Details of the Twindian's history are sketchy at best. By the time the
cycle was discovered in 1986, its builder and most of those who had ridden
with him were deceased. Mr. Arnold, born and raised in the East Bay, was a
machinist by trade, last working for the Friden Calculator Co. of San
Leandro.
According to his widow Martha, who sold the Twindian to the present owner
in 1986, Bill had probably purchased the cycle in the late teens and rode
it for a while on the Bay Area streets as a single engine. Bill told his
daughter Mitzi that during his youth he had serviced a paper route in the
Oakland Hills on the Indian.
Sometime during the late teens or early twenties, Mr. Arnold decided to
make more power for the street and/or to go racing at either the Elmhurst
or Emeryville board tracks. At this time, he added a second engine and
widened the original gas/oil tank design. The replacement fuel/oil tank
was made from one piece of metal, "tinned" with solder, and the seams
"sweated" together with the oil/gas divider in place.

By the time the Arnolds were married in 1929 the Twindian had been well
worn and permanently parked amongst Bill's horde of old treasures at the
site of what was until recently the Lyons Restaurant in Castro Valley.
According to Mrs. Arnold their only son Bob, a local motorcycle dealer
(Cycle Stop in Oakland) and racer, put some gas in the Twindian in the
1960's and started it, incurring the wrath of his father.

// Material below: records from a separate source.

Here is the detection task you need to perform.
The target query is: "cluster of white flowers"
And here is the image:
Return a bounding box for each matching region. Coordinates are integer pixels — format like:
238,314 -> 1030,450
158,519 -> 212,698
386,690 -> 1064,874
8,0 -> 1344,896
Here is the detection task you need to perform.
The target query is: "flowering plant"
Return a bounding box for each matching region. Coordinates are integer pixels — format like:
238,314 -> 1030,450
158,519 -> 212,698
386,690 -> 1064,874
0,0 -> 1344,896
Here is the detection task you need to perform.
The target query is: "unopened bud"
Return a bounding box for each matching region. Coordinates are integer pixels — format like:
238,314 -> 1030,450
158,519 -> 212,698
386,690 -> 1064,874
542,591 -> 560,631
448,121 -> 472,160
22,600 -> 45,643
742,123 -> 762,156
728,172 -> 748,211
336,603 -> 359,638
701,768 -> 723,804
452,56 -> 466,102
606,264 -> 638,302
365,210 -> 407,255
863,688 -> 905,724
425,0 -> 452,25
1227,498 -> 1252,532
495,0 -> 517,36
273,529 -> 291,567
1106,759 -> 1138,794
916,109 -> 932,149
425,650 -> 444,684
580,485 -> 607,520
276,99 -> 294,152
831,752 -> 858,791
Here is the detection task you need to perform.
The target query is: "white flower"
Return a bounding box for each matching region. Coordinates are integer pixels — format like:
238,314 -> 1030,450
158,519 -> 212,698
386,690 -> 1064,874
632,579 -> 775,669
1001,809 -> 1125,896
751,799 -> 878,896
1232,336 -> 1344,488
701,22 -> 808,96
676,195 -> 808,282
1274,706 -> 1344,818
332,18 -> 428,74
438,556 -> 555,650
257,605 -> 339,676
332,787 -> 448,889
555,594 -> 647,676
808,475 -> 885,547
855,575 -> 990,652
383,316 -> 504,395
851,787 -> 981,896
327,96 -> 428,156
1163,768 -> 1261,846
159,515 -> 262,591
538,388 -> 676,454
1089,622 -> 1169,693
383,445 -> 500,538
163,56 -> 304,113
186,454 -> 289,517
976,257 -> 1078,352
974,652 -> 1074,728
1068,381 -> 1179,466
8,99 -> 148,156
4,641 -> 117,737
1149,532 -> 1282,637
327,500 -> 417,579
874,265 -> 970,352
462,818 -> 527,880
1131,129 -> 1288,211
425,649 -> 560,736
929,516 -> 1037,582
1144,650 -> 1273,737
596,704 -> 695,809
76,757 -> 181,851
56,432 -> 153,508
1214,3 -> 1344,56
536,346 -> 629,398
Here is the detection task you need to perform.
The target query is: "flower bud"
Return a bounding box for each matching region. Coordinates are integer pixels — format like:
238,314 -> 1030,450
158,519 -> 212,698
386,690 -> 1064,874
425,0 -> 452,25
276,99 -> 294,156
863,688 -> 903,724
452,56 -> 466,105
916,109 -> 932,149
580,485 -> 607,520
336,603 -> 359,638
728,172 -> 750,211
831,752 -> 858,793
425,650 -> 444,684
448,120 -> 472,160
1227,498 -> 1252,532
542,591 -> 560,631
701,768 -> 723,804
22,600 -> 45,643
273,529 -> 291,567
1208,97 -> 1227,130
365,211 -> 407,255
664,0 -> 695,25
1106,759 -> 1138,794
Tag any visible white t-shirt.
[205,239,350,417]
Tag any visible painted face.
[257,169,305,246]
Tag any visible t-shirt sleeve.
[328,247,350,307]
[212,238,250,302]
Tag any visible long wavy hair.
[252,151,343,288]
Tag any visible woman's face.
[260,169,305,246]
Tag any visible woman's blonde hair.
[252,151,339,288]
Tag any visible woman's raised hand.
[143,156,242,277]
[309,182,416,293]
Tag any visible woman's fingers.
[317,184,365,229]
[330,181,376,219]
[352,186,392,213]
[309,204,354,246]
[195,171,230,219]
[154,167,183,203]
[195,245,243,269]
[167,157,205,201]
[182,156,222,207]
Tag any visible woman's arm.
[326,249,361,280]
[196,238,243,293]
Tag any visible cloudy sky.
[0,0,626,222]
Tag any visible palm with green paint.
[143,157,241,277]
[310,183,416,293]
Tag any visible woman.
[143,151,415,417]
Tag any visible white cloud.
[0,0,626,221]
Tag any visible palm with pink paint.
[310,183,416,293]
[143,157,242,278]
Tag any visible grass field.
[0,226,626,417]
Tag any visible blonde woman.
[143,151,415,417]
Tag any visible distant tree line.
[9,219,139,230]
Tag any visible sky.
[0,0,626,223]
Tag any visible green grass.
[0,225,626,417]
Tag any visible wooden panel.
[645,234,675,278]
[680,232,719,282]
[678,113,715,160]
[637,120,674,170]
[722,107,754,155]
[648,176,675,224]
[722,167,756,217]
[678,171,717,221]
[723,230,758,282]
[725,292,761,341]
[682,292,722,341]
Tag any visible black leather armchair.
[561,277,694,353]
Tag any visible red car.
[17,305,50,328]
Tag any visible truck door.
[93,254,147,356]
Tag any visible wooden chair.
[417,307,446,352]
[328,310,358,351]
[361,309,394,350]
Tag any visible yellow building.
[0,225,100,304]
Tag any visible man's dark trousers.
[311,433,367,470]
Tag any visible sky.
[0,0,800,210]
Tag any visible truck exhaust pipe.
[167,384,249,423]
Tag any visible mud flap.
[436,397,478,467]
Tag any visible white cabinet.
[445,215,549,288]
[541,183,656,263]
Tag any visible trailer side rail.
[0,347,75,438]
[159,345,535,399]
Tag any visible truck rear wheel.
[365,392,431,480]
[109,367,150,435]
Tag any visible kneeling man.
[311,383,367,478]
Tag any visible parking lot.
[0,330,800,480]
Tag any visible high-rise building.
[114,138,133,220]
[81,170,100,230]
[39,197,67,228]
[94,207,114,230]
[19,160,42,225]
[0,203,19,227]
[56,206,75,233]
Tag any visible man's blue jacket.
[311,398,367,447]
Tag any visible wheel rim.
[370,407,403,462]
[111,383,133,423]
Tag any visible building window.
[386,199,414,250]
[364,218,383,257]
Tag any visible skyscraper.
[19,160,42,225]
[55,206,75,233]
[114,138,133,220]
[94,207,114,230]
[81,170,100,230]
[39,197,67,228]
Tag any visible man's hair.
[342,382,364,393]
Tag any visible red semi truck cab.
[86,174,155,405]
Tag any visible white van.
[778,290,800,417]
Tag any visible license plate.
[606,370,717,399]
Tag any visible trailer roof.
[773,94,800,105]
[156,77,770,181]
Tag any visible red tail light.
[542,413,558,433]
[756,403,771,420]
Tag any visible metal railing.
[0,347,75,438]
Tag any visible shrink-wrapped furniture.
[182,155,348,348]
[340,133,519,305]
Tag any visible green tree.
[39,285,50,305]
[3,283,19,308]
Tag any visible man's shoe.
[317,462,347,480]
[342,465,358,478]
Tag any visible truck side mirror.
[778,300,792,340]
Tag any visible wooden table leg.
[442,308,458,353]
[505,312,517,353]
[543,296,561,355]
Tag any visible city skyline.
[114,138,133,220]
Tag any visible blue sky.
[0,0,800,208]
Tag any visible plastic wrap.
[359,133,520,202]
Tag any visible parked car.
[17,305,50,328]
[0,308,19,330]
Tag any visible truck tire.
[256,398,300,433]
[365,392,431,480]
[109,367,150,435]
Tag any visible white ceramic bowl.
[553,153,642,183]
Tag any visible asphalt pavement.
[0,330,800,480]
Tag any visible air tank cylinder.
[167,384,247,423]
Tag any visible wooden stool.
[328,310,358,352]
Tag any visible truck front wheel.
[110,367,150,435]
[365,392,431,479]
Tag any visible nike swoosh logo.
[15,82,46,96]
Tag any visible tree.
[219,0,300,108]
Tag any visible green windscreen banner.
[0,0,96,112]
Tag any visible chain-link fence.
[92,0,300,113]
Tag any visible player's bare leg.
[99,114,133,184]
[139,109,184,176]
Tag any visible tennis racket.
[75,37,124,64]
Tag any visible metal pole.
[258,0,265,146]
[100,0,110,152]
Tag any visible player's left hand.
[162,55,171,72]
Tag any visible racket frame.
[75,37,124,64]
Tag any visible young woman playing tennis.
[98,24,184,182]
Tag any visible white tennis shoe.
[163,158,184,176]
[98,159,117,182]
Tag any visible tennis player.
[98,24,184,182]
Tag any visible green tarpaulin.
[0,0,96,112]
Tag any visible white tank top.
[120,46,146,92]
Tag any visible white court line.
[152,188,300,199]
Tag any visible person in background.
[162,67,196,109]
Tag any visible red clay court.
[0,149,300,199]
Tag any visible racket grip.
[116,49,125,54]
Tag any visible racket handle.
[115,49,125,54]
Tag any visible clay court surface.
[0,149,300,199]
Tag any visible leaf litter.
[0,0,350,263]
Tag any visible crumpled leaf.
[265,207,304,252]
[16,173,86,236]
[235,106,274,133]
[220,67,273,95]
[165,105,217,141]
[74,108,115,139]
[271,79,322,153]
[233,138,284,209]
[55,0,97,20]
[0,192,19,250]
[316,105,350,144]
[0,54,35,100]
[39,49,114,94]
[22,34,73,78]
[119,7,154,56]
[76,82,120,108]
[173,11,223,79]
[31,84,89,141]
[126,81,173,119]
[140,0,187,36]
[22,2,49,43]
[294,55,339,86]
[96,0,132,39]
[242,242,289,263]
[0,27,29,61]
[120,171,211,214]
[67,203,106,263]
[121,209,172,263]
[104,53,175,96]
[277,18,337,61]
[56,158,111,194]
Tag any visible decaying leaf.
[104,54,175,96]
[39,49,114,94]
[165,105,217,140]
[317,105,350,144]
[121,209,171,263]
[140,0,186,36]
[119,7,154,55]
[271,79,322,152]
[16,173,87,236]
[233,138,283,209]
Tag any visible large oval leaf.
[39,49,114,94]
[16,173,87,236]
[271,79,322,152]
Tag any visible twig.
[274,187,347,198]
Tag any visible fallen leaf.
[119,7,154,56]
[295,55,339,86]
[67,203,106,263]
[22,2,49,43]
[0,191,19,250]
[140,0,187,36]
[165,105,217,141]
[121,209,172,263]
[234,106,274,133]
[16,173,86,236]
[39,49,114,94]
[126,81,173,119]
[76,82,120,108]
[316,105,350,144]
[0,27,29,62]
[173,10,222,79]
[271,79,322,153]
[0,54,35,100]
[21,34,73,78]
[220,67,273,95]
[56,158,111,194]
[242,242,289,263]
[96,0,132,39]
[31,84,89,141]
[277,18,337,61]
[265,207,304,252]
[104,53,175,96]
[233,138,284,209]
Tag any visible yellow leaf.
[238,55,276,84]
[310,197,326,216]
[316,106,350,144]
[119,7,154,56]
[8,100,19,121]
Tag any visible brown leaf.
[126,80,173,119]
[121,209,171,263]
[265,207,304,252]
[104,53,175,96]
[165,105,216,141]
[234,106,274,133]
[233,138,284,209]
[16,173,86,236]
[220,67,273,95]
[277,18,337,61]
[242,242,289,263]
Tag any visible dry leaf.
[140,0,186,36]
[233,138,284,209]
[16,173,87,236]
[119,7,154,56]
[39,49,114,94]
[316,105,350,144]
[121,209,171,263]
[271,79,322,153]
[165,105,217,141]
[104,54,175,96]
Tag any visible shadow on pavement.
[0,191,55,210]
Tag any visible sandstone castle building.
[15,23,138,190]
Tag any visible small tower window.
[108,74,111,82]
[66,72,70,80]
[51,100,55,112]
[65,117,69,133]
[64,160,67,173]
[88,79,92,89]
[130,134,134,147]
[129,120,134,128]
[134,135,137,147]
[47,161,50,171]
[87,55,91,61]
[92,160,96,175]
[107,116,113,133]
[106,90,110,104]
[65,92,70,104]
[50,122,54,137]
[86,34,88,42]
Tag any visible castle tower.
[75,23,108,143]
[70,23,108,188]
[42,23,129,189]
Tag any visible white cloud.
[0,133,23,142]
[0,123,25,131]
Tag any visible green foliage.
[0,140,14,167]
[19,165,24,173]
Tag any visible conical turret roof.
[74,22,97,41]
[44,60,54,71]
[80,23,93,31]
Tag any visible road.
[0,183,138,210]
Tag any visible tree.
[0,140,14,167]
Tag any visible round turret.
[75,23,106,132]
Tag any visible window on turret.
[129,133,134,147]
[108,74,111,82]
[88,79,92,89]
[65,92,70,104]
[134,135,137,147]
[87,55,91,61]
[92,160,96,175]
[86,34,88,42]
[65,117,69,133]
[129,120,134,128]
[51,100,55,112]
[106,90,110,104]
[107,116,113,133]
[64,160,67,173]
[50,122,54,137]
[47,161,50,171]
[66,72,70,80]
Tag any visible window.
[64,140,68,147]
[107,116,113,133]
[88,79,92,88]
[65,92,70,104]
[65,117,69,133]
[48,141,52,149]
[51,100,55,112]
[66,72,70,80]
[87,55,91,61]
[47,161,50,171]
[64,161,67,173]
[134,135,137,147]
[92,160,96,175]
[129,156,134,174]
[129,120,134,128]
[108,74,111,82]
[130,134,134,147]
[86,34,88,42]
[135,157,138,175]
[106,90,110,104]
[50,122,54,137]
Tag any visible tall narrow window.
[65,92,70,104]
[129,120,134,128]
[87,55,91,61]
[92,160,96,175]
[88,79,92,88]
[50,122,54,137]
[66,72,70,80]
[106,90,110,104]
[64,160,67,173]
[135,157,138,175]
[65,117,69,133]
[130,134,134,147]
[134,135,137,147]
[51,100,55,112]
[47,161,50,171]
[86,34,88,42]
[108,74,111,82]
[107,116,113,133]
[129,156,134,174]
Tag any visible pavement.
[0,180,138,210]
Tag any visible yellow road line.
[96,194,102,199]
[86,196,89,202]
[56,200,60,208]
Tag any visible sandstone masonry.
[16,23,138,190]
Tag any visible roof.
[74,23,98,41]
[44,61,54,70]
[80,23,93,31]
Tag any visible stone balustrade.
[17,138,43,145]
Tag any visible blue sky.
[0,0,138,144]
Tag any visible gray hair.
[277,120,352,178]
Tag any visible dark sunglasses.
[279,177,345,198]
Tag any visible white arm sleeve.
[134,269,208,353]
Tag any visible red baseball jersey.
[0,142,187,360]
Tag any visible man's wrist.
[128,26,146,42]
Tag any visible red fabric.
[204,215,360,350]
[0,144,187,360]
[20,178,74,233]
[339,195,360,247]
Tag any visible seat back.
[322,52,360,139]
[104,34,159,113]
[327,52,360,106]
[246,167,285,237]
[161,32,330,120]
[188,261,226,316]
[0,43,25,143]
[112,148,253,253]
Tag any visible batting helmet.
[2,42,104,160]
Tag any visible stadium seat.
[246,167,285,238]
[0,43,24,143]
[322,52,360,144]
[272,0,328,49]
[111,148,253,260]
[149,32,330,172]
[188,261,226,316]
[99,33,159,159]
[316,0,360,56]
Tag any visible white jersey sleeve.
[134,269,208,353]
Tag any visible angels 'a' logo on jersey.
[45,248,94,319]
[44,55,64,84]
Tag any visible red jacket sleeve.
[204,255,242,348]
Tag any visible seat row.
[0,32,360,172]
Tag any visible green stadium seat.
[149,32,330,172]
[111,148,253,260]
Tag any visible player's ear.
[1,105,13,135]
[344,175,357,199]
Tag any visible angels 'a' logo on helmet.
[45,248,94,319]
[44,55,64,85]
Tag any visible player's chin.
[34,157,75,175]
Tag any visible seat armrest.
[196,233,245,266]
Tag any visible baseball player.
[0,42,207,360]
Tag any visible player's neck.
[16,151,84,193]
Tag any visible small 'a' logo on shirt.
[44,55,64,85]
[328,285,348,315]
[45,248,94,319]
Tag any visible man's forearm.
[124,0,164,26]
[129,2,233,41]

After Bob's untimely death in the 1970's Bill ran Cycle Stop in Oakland at
High and E.14th Sts. for several years until his retirement. With Bill's
passing, Mrs. Arnold and her daughters Mitzi and Betty were faced with the
monumental task of sorting and disposing of a 60 year collection
consisting of a Tucker car, Aerial Square Four cycle, new Lambretta
scooter, many BSA cycles, several old cars and trucks, and tons of scrap
metal covering nearly an acre of land.
Doug King, present custodian of the Twindian, was enlisted to help sort
out the cars and parts. He developed a fondness for the Twindian and was
lucky enough to have Mrs. Arnold entrust it to his care. After having
Pleasant Hill metal fabricating wizard Bob Munroe form a new tank and
exhaust headers, cleaning the carburetor, and replacing the aging tires
and spark plugs, the Twindian breathed life again in 1987. It was
displayed at several cycle shows prior to being dismantled and restored
between 1989 and 2003.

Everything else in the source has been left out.